Terrace House followed a structure that has recently become common in Japan. The primary content is film edited from footage taken in a shared house filled with young men and women, focusing on their romantic relations. A secondary element features popular television personalities watching the content in the studio and commenting on it in a feed broadcast alongside the primary content.

The main footage usually features people from outside the entertainment industry or young people who have yet to make a name for themselves, but the secondary commentary from famous personalities is often quite aggressive, with common tones of direct criticism and ridicule. For one scene where a young man and woman go to dinner together, the personalities made comments about the woman like, “She’s used to other people paying,” or “She’s like a bar hostess.” Kimura, who was in the house as part of the primary content, was targeted by similar thoughtless commentary, and it seems likely that led to an escalation of the abuse she received online.

This pattern of insults by television personalities, inciting internet abuse, is influenced by the modern flood of information we all live with. With the coming of the internet age, the sheer volume of available content has skyrocketed, and the ways we receive and consume it have changed. The “savoring” consumption style of sticking to one movie, book, or piece of music and enjoying it thoroughly has shifted to the “instantaneous” style of moving from one media format to the next, like flicking restlessly through TV channels. Audience comprehension for any particular work has, as a result, grown shallower. To combat that, the composition of adding commentary elements to TV programs, like in Terrace House, has become more widespread. You could call it a style ideally suited to an age when media is consumed at blinding speed. At the same time, though, it seems to have created a problem where narratives acted out by the primary players have been stripped of all room for interpretation in favor of one way of understanding, fed directly to the audience by celebrity commenters, as Kimura’s tragic death helped expose.

Shortcomings Revealed

That structure is not only used in television. It has come to fit the online flow of information in general. In my 2011 book, Kyurēshon no jidai (The Age of Curation), I said that we need a new system for this time of information overload, one of “curation” that gathers massive amounts of media information, organizes it, and offers new value to people.

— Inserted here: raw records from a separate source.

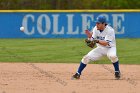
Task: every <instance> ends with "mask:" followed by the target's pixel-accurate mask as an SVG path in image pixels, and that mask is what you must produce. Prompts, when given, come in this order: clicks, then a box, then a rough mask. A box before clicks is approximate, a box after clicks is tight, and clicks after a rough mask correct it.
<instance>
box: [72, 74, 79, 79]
mask: <svg viewBox="0 0 140 93" xmlns="http://www.w3.org/2000/svg"><path fill="white" fill-rule="evenodd" d="M71 79H72V80H74V79H80V74H78V73H76V74H75V75H73V76H72V78H71Z"/></svg>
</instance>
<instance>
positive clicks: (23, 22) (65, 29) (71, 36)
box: [0, 10, 140, 38]
mask: <svg viewBox="0 0 140 93" xmlns="http://www.w3.org/2000/svg"><path fill="white" fill-rule="evenodd" d="M99 15H104V16H106V18H107V21H108V23H109V24H110V25H111V26H112V27H114V29H115V33H116V37H117V38H139V37H140V25H139V22H140V10H0V22H1V25H0V28H1V29H0V38H83V37H85V34H84V30H85V29H90V30H91V29H92V27H93V26H94V25H95V22H94V21H95V20H96V17H97V16H99ZM20 26H24V27H25V31H24V32H21V31H20V30H19V28H20Z"/></svg>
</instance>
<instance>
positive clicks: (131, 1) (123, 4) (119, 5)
mask: <svg viewBox="0 0 140 93" xmlns="http://www.w3.org/2000/svg"><path fill="white" fill-rule="evenodd" d="M0 9H1V10H3V9H39V10H40V9H42V10H46V9H47V10H51V9H54V10H55V9H56V10H58V9H140V0H0Z"/></svg>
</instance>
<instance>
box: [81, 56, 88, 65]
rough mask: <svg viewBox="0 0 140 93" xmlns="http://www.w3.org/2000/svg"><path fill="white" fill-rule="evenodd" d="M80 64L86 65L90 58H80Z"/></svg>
mask: <svg viewBox="0 0 140 93" xmlns="http://www.w3.org/2000/svg"><path fill="white" fill-rule="evenodd" d="M81 62H82V63H84V64H88V63H89V62H90V57H89V56H88V55H85V56H84V57H83V58H82V60H81Z"/></svg>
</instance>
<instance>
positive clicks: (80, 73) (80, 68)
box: [77, 62, 87, 75]
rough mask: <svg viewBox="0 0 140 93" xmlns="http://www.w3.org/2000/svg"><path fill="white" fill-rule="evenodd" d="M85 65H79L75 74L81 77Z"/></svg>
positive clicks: (82, 63) (85, 64)
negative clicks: (78, 74)
mask: <svg viewBox="0 0 140 93" xmlns="http://www.w3.org/2000/svg"><path fill="white" fill-rule="evenodd" d="M86 65H87V64H84V63H82V62H81V63H80V66H79V68H78V71H77V73H78V74H80V75H81V72H82V71H83V69H84V68H85V67H86Z"/></svg>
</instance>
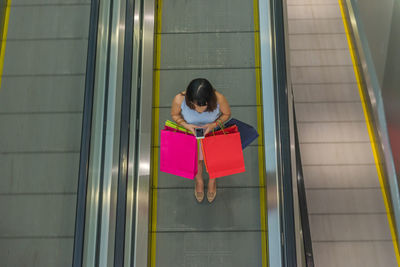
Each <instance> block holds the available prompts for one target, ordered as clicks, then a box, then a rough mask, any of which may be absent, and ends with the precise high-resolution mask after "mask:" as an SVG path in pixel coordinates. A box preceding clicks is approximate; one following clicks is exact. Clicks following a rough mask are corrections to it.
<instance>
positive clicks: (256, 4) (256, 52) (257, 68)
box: [253, 0, 268, 267]
mask: <svg viewBox="0 0 400 267" xmlns="http://www.w3.org/2000/svg"><path fill="white" fill-rule="evenodd" d="M258 12H259V9H258V0H253V16H254V53H255V67H256V69H255V71H256V73H255V74H256V86H257V88H256V97H257V130H258V133H259V134H260V137H259V139H258V173H259V183H260V224H261V257H262V266H263V267H266V266H268V260H267V258H268V254H267V231H266V225H267V224H266V213H265V188H264V186H265V172H264V169H265V166H264V147H263V143H264V142H263V138H264V133H263V129H264V128H263V109H262V101H261V97H262V95H261V69H260V67H261V63H260V62H261V56H260V26H259V19H258Z"/></svg>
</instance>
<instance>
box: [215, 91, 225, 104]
mask: <svg viewBox="0 0 400 267" xmlns="http://www.w3.org/2000/svg"><path fill="white" fill-rule="evenodd" d="M215 95H216V96H217V102H218V103H220V102H221V101H224V100H225V96H224V95H223V94H221V93H220V92H218V91H217V90H215Z"/></svg>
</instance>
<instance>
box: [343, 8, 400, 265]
mask: <svg viewBox="0 0 400 267" xmlns="http://www.w3.org/2000/svg"><path fill="white" fill-rule="evenodd" d="M338 1H339V6H340V11H341V14H342V19H343V24H344V29H345V32H346V36H347V41H348V44H349V48H350V54H351V60H352V62H353V68H354V73H355V76H356V80H357V85H358V92H359V94H360V99H361V104H362V107H363V111H364V116H365V122H366V124H367V129H368V134H369V139H370V142H371V146H372V153H373V154H374V160H375V165H376V170H377V172H378V177H379V183H380V186H381V189H382V195H383V202H384V203H385V208H386V215H387V216H388V221H389V227H390V233H391V235H392V241H393V246H394V252H395V254H396V259H397V265H398V266H400V255H399V246H398V244H397V235H396V228H395V224H394V219H393V215H392V214H393V213H392V212H391V205H390V200H389V196H388V194H387V192H386V187H385V177H384V175H383V171H382V168H381V164H380V157H379V152H378V151H379V150H378V148H377V143H376V140H377V139H376V137H375V132H374V130H373V127H372V124H371V119H370V116H371V115H370V112H369V110H368V107H367V105H366V96H365V90H363V88H362V83H361V71H360V69H359V68H358V64H357V60H356V55H355V53H354V45H353V41H352V38H351V36H350V27H349V24H348V22H347V19H346V15H345V12H344V7H343V3H342V0H338Z"/></svg>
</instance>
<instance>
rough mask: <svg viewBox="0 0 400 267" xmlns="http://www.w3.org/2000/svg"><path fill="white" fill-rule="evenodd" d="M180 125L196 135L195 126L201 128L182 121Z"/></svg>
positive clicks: (197, 125) (200, 127) (193, 124)
mask: <svg viewBox="0 0 400 267" xmlns="http://www.w3.org/2000/svg"><path fill="white" fill-rule="evenodd" d="M181 125H182V126H183V127H185V128H186V129H187V130H189V131H191V132H192V133H193V134H194V135H195V136H196V132H195V128H202V127H201V126H198V125H194V124H188V123H182V124H181Z"/></svg>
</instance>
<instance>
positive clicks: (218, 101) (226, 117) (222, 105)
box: [216, 92, 231, 123]
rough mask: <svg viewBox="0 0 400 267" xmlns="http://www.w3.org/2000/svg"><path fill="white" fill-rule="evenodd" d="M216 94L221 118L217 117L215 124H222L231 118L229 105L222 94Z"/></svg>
mask: <svg viewBox="0 0 400 267" xmlns="http://www.w3.org/2000/svg"><path fill="white" fill-rule="evenodd" d="M216 94H217V102H218V104H219V110H220V112H221V116H219V118H218V119H217V122H220V123H224V122H226V121H227V120H228V119H229V118H230V117H231V108H230V107H229V103H228V101H227V100H226V98H225V96H224V95H223V94H221V93H218V92H217V93H216Z"/></svg>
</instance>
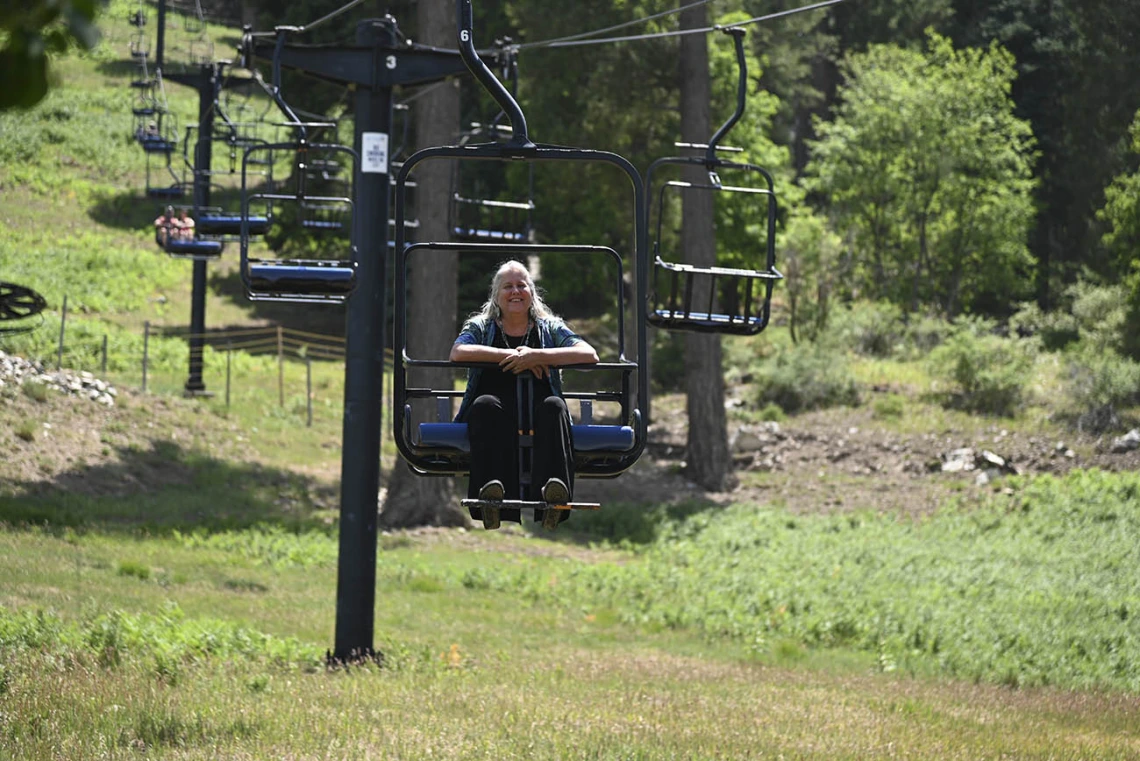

That idea has not become invalid, but in the last decade or more, I have come to see where my theory of curation comes up short. Namely, when a curator (an online sharer of selected information) puts a negative spin on the information being delivered, along the lines of “this person is bad and it’s fine to attack him or her,” it directly produces negative interpretations of the situation, prompting slander and other online brutality.

On text-based social media like X (formerly Twitter), the anonymity of the posters makes it easier to spread abuse. The nature of text makes it easier to say terrible things that you would never say to someone’s face. And on X, in particular, the repost function allows for information to be disseminated, along with negative interpretations, at shocking speed.

Can the Abuse Be Stopped?

It is difficult to stem abuse on social media as it exists today. As long as it remains out of the question to remove social media altogether from the internet, the only foreseeable solution is to wait for new systems to appear that can make up for the current shortcomings, with a structure that prevents ill will from surfacing and spreading.

Evan as we benefit from the conveniences of the internet, we suffer from the uncontrollable violence it also enables. Looking back on history, though, we can see that humanity has repeatedly been buffeted by new technology, then over time come to grips with it. Eventually, it helps us thrive.

We have to hope the same will prove true of information technology. It has been 30 years since the internet first touched society. Social media has a history of 20 years. It will likely take some time to get it under control, but I am sure that we will find solutions to the problems.